How Hitler came to Power describes how, what amounted to a conspiracy of German military and industrial cliques, and in particular members of the pre-First World War Pan German League, manipulated Allied leaders and misrepresented the Treaty of Versailles to further their ambitions. It was they who created the conditions which let Hitler come to power.
Economic historian Sara Moore is the author of Peace without Victory for the Allies, 1918-1932 (Berg 1994). In her new book she skilfully details how America and the Allies failure to secure an ‘unconditional surrender’ allowed factions within the German ruling elites to portray their country’s military defeat as a stab in the back by weak liberal politicians. They shared beliefs in Bismarck’s legacy of ‘blood and iron’, the ideology of the ‘master race’ and Germany’s destiny as a world power.

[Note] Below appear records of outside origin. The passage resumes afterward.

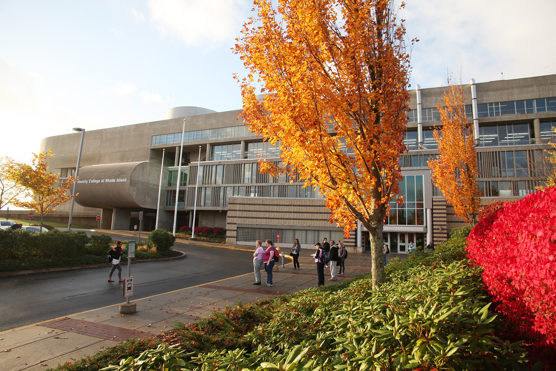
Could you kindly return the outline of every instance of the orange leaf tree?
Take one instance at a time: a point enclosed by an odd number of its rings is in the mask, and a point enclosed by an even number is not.
[[[433,135],[438,142],[440,155],[429,160],[433,181],[442,191],[454,213],[474,226],[480,207],[477,186],[477,154],[473,123],[465,115],[465,98],[461,85],[450,83],[444,92],[445,106],[438,105],[442,128]]]
[[[33,209],[40,214],[42,231],[44,214],[53,212],[56,206],[73,197],[67,192],[76,180],[70,176],[66,181],[59,183],[59,174],[47,172],[50,166],[46,160],[54,156],[51,149],[33,155],[34,158],[32,165],[13,164],[8,169],[8,176],[28,190],[24,199],[16,199],[12,203],[21,207]]]
[[[235,51],[251,131],[281,141],[286,172],[319,187],[345,235],[358,220],[371,236],[373,288],[384,280],[382,231],[399,192],[409,110],[409,55],[391,1],[256,0]],[[403,5],[402,5],[403,6]],[[253,86],[265,93],[260,101]]]
[[[11,205],[14,200],[25,192],[25,189],[8,176],[10,166],[17,164],[13,159],[0,157],[0,209]]]

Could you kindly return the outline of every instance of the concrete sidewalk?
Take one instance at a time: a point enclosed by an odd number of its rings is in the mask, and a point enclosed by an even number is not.
[[[291,294],[316,286],[316,268],[309,255],[301,251],[301,269],[288,263],[275,272],[274,285],[254,285],[253,273],[141,299],[133,298],[137,312],[120,314],[119,304],[92,309],[0,333],[2,370],[40,370],[72,362],[112,347],[132,337],[154,336],[172,329],[175,320],[191,323],[239,300],[250,303],[274,295]],[[389,258],[394,258],[391,254]],[[286,260],[289,262],[289,260]],[[341,281],[370,271],[370,254],[350,254]],[[326,284],[330,271],[325,268]],[[266,274],[261,271],[261,280]],[[122,298],[123,299],[123,298]],[[122,300],[123,301],[123,300]]]

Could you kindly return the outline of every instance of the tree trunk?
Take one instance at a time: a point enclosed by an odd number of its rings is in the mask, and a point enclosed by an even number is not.
[[[371,241],[371,258],[373,260],[373,290],[376,290],[386,278],[384,274],[384,248],[383,242],[383,224],[378,223],[376,233],[370,235]]]

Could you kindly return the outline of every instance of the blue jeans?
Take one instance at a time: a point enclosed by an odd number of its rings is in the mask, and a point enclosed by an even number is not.
[[[269,285],[272,284],[272,268],[274,268],[274,259],[272,259],[268,263],[265,263],[265,271],[266,272],[266,283]]]

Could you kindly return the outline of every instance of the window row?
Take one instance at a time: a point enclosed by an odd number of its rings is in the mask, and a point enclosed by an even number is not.
[[[535,180],[488,180],[478,182],[481,197],[523,197],[537,191]]]
[[[246,127],[241,125],[240,126],[230,126],[228,127],[219,127],[215,129],[186,131],[183,133],[183,141],[191,142],[197,140],[221,139],[222,138],[237,138],[246,136],[255,136],[256,135],[255,133],[250,131],[249,129]],[[159,144],[180,143],[181,142],[181,132],[162,134],[162,135],[153,135],[151,137],[151,146],[156,146]]]
[[[556,112],[556,97],[477,105],[479,118]]]
[[[542,150],[477,153],[479,178],[529,176],[545,179],[555,164]]]
[[[408,112],[409,118],[408,122],[418,122],[417,117],[417,110],[411,110]],[[440,121],[440,111],[438,108],[422,108],[421,110],[421,116],[423,122],[425,121]],[[465,116],[468,118],[473,117],[473,111],[471,105],[465,105]]]
[[[531,138],[534,137],[532,125],[527,122],[479,127],[480,146],[530,144]]]
[[[294,244],[295,239],[299,240],[299,243],[301,245],[311,245],[314,246],[316,243],[322,243],[322,239],[325,237],[330,241],[344,241],[344,231],[341,230],[337,231],[326,231],[312,229],[282,229],[276,228],[272,229],[270,228],[246,228],[244,227],[237,227],[236,238],[238,242],[252,242],[254,245],[255,241],[262,241],[266,240],[272,240],[274,242],[274,245],[277,246],[279,240],[276,239],[276,235],[280,235],[280,243],[284,244],[284,248],[287,250]]]

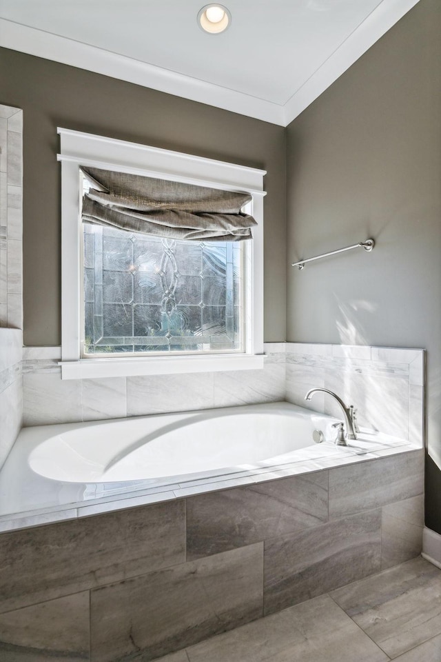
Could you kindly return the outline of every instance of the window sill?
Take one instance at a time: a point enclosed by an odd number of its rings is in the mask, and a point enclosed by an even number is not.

Millions had voted for democracy and pacifism in 1928. This angered members of the Pan German League, such as newspaper magnate, Alfred Hugenberg and his former employer, Gustav Krupp. The pursued their nefarious schemes to undermine the Weimar Republic with zero regard for the human cost. Real Politik ruled. Moore reveals that Germany was world’s largest exporter in 1931 and its Reichsbank full of funds, when it pointed to the misery of its people and asked for a moratorium on its reparations payments. Foreigners worried about Germany’s huge number of unemployed and feared that the country would be overcome by Bolshevism but their fears were groundless because, unknown to them, Krupp had secretly concluded a contract in which he agreed to assist Stalin in modernising his armed forces provided that Stalin ordered the German Communists to vote with the extreme Right instead of the Left in the German Reichstag. Krupp also helped Stalin create and organise giant collectives to pay for his weaponry. Demoralised by taxation, mass unemployment and misinformation the German people finally lost their faith in democracy and in 1932 voted to support Hitler. Only a short time later Hindenburg allowed him to become dictator. Yet Krupp, Hugenberg and the Pan Germans who helped Hitler’s rise to power seem to have escaped censure for eighty years.